Art & Photography

A Thousand Words: Hin Chua

The photographer on how an image of Portland came to embody a wider project – and all the personal the anxieties tied up in the process

Hin Chua, Portland 2011
Hin Chua, Portland 2011

I don’t clearly recollect making this photograph but in terms of what caught my eye, I guess it was that compositional conjunction and layering of various horizontal planes: the sky, the sea, the sand, the buildings, the greenery and the road. Interesting from an aesthetic sandwich-stack perspective but also appropriate in terms the subject I focus on – the transformations of one environment into another.

After the Fall is a personal project that began six years ago, I’ve visited 137 towns and cities across 18 countries searching for environments that exist in a state of impermanence; fragile and fleeting. These silent hand-overs speak to something deeper within our collective memories: the loss of places we once knew, reminders of the inevitability of change, a farewell to personal Edens.

And there are moments assailed by fear and doubt, when the nagging voices within rise to a crescendo. I can’t recall the exact cause, but on the day I made this photograph, I spent a great deal of time questioning myself:

“I’ve been working on this project for so goddamn long. Am I just deluded? Does my work have enough heart? Have I become too obsessed with things that other people can’t see? Look at how well everyone else is doing. They’re out hustling all the time, they’re everywhere! Why am I not bloody everywhere? Everyone says they’re spending all their time working in their studios… I don’t even have a studio.
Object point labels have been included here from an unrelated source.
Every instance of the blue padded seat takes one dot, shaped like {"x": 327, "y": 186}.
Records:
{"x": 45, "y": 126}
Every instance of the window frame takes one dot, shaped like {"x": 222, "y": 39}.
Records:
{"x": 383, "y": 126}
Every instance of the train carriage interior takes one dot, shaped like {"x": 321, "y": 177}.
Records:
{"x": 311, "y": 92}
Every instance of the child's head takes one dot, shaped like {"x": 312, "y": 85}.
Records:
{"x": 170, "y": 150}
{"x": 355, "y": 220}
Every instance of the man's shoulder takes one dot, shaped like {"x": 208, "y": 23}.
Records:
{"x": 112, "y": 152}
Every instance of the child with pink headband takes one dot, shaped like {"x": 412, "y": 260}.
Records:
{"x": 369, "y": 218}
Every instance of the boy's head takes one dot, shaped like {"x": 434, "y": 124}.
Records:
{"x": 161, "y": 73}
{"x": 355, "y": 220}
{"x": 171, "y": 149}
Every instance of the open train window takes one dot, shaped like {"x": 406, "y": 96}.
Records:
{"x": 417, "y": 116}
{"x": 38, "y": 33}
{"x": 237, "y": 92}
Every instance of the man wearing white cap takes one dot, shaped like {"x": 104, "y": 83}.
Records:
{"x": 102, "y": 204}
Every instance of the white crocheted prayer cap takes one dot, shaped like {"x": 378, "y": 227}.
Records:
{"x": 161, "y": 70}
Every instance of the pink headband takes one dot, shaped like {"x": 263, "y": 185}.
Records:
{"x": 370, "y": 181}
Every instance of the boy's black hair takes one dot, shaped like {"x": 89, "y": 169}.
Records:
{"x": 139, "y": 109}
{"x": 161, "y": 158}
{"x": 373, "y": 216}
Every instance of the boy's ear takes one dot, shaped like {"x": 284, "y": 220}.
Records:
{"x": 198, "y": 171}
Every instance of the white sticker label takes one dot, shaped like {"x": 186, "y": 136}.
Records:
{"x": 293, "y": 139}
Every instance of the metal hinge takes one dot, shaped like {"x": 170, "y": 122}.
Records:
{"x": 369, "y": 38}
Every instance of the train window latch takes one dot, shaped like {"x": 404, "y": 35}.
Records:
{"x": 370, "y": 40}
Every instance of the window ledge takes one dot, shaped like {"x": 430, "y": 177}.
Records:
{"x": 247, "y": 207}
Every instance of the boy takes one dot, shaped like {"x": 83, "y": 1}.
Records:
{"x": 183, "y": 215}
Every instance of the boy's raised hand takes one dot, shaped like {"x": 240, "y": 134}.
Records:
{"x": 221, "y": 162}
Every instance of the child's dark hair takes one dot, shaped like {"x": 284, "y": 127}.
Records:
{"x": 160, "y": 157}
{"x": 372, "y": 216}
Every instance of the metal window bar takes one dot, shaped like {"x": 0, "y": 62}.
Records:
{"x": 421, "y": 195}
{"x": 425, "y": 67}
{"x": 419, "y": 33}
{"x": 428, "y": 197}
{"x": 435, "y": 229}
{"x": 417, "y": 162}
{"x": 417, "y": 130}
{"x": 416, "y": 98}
Am I just repeating myself and stagnating? I need to reference more writers… or poets… or philosophers… or something. And I’ve got to refer to my work as my ‘practise’, that’ll help. But hang on, what if playing the self-indulgence card is just a morally convenient excuse for not pushing myself..?”

Like I say, I don’t clearly recollect making this photograph (nor how my mood eventually improved) but months later, I stumbled across it in one of my contact sheets. Gradually, over time, it wormed its way into my affections, an upbeat ending to a long and trying day. A reminder to acknowledge my doubts but never to submit to them.